3. Door welke ervaring kwam een vrouw tot de slotsom dat de dood het einde van alles is? (Psalm 104:29)
3 Wij allen moeten erin berusten dat wij ten slotte sterven. Tijdens de oorlog in de Grote Oceaan (1941–1945) werd de vijand dood voor veel mensen in dit gebied bittere werkelijkheid. Bij de hevige strijd op het eiland Okinawa werden meer dan 203.000 mensen gedood of gewond, onder wie 132.000 burgers.
Een van de overlevende bewoonsters van Okinawa vertelt hoe zij met haar veertig dagen oude zoon beschutting zocht. Zij vond toevlucht in het grote gemeenschapsgraf van haar familie op een heuvel. In strijd met het plaatselijke bijgeloof, verloor haar zoon niet zijn ziel toen zij met hem het graf naderde. Tijdens de lange uren die zij daar doorbracht, bemerkte zij dat het stoffelijk overschat van haar voorouders er niet anders uitzag dan de aardbodem daarbuiten. Zij kwam tot de slotsom dat zij volkomen dood moesten zijn. Kort na de oorlog kwam zij met Jehovah’s Getuigen in contact, die haar aan de hand van de bijbel aantoonden dat de doden inderdaad tot de aardbodem of „tot stof” terugkeren en dat niets voortleeft. Zij was de eerste inheemse op Okinawa die het „goede nieuws” van de werkelijke hoop voor degenen „die in de dood slapen”, verkondigde. — Genesis 3:19; 1 Thessalonicenzen 4:13.
4. Hoe beschrijft de bijbel de toestand der doden?
4 Wat las deze vrouw op Okinawa nog meer in de bijbel waardoor haar zienswijze met betrekking tot de toestand van de doden werd bevestigd?

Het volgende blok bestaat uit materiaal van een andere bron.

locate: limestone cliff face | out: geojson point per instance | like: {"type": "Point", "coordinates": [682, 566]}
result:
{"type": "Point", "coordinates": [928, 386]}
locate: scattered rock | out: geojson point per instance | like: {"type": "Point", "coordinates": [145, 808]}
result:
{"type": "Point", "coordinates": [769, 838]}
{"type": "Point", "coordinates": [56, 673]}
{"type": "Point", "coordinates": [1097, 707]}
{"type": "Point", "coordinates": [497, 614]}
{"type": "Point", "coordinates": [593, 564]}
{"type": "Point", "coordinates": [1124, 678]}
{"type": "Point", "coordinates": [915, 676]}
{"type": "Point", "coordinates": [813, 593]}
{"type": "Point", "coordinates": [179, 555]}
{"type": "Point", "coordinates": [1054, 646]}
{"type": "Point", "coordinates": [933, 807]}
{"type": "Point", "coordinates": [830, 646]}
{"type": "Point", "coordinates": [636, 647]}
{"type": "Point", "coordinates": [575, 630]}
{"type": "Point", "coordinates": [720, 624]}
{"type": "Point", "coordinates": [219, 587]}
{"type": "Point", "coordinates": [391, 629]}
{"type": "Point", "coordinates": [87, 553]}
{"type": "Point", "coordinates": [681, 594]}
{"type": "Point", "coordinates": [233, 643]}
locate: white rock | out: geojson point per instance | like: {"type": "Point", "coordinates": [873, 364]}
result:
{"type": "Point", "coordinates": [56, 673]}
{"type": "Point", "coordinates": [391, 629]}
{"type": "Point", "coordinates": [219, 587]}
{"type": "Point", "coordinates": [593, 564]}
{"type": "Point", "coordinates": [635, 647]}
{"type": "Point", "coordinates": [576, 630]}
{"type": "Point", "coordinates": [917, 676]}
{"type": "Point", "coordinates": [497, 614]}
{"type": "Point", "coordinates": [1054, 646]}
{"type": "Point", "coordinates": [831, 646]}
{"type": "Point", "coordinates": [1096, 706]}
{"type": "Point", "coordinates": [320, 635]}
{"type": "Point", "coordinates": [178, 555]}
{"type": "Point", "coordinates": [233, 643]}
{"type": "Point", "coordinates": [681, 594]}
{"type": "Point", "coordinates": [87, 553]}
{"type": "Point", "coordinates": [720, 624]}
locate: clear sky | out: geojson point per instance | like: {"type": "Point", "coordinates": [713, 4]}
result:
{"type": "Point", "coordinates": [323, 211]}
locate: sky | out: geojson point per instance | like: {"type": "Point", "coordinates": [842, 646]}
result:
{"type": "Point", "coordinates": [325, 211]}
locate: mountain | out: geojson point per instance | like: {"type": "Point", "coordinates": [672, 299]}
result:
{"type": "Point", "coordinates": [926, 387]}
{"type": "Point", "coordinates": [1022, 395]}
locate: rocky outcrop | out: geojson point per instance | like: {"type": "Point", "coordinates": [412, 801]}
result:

Hier volgen enkele schriftplaatsen die zij las en die rechtstreeks met deze kwestie te maken hebben:
„Want de levenden zijn zich ervan bewust dat zij zullen sterven; maar wat de doden betreft, zij zijn zich van helemaal niets bewust, ook hebben zij geen loon meer, want de gedachtenis aan hen is vergeten. Alles wat uw hand te doen vindt, doe dat met uw krácht, want er is geen werk noch overleg noch kennis noch wijsheid in Sjeool [het graf], de plaats waarheen gij gaat” (Prediker 9:5, 10).
„O Jehovah, . . . red mij ter wille van uw liefderijke goedheid. Want in de dood wordt van u geen gewag gemaakt; wie zal in Sjeool [het graf] u prijzen?” (Psalm 6:4, 5)
„Welke fysiek sterke man leeft er die de dood niet zal zien? Kan hij zijn ziel [Hebreeuws: nèfesj] ontkoming verschaffen uit de hand van Sjeool [het graf]?” (Psalm 89:48)
„Hij [de aardse mens] keert terug naar zijn grond; waarlijk, op die dag vergaan zijn gedachten.” — Psalm 146:3, 4.
5. Wat zijn Sjeool en Hades, en in welke toestand bevinden zich degenen die daarheen gaan? (Psalm 115:17)
5 In bovengenoemde teksten staat driemaal het Hebreeuwse woord Sjeool; in totaal komt het in de bijbel meer dan zestig maal voor. Letterlijk vertaald betekent het „graf”. In de Griekse Geschriften correspondeert het met het woord Hades, dat slechts tienmaal voorkomt en dezelfde betekenis heeft. Deze beide woorden hebben altijd betrekking op het „gemeenschappelijke graf”, waarin de zondige nakomelingen van Adam bij de dood komen, niet op afzonderlijke graven. Het is een plaats van niet-bestaan, onbewustheid, waar de doden moeten blijven tot God hen opwekt. Zij zijn volkomen dood, maar niet zonder hoop.
WAT IS DE „ZIEL”?
6. (a) Wat is, zoals algemeen wordt aangenomen, de „ziel”? (b) Welk Hebreeuwse en welk Griekse woord wordt met „ziel” weergegeven?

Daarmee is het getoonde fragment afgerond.